What is the connection between the Human Rights Act 1998, the Crime and Disorder Act 1998 and Tom Jones? NO, this is not to do with changes in the law since novelist Henry Fielding worked as a magistrate among the criminalized poor of eighteenth century London, nor is it to do with the rights and wrongs of throwing your underwear at your favourite singer. This is to do with a Number One Christmas hit, the Green Green Grass of Home, and the abolition of the death penalty.
The green of the grass, Mary’s hair of gold and lips like cherries … so far, so Christmassy. Green, red and gold evoke holly and ivy, berries and the Magi’s gifts, and returning home to the family home, particularly a Welsh family home, is a Christmas theme. The nostalgia draws us in, but there is a sting in the tail (or rather tale), signalled by the shift from song to spoken word, when we realise that it is about a condemned man, waiting for the guard and the ‘padre’ to take him to his execution. Christmas carols are not all cheerful either. The Sans Day Carol and the Holly and the Ivy associate red berries with blood, and the gold of kingship comes with myrrh, a reminder of death. Nevertheless, this was a strange song to be top of the pops at Christmas 1966.
For where is the scene set? Logic suggests not in England or Wales, as the death penalty here was suspended in 1965 under The Murder (Abolition of Death Penalty) Act.
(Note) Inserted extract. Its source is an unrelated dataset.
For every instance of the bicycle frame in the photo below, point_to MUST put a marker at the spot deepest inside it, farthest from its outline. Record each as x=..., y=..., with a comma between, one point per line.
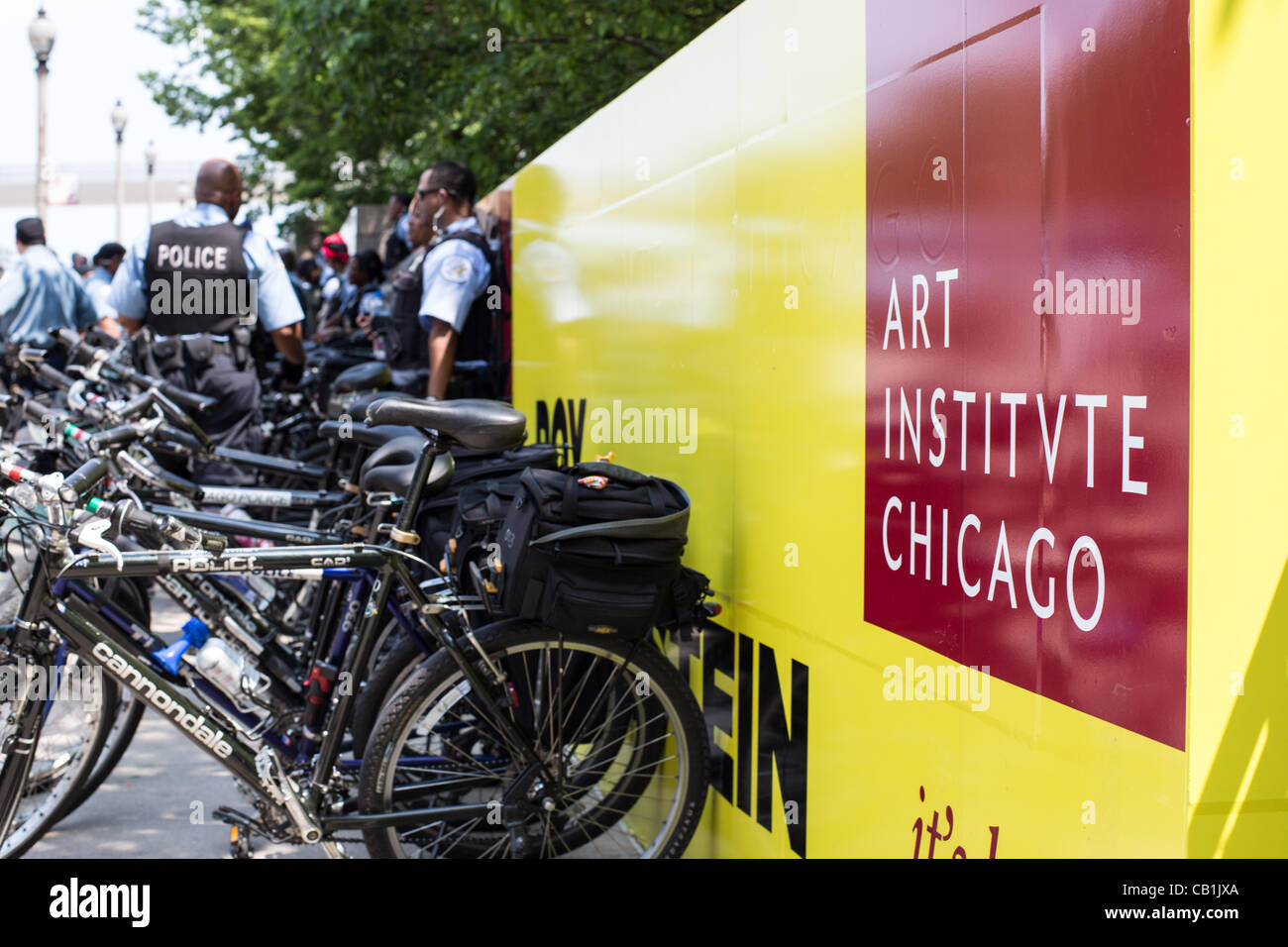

The Act was the result of a Private Members’ bill, brought by Sydney Silverman MP, and in 1969, the abolition was made permanent.
And how does what happened in the 1960s connect with two acts of Parliament in 1998? After 1969, the death penalty still remained a sentencing option in convictions for high treason and piracy with violence, and was only finally removed on 30 September 1998 by s.36 of the Crime and Disorder Act. This was necessary because the Human Rights Act 1998 incorporated the rights set out in the European Convention on Human Rights into British domestic law, and Protocol 13 of the Convention bans the death penalty in all circumstances, including for crimes committed in times of war and imminent threat of war.
But there are many countries that the Convention doesn’t reach, and Amnesty International’s Review of the Death Penalty Worldwide makes shocking reading. Although, according to Amnesty, 102 countries had completely abolished the death penalty by the end of last year, there are still many parts of the world where Tom Jones’ prisoner could be awaiting execution, The Christmas story with the ensuing flight into Egypt tells of homeless and exile, and foretells death, so perhaps the Green Green Grass of Home was not such an inappropriate Christmas Number One in 1966 after all, and sadly, would not be inappropriate today either.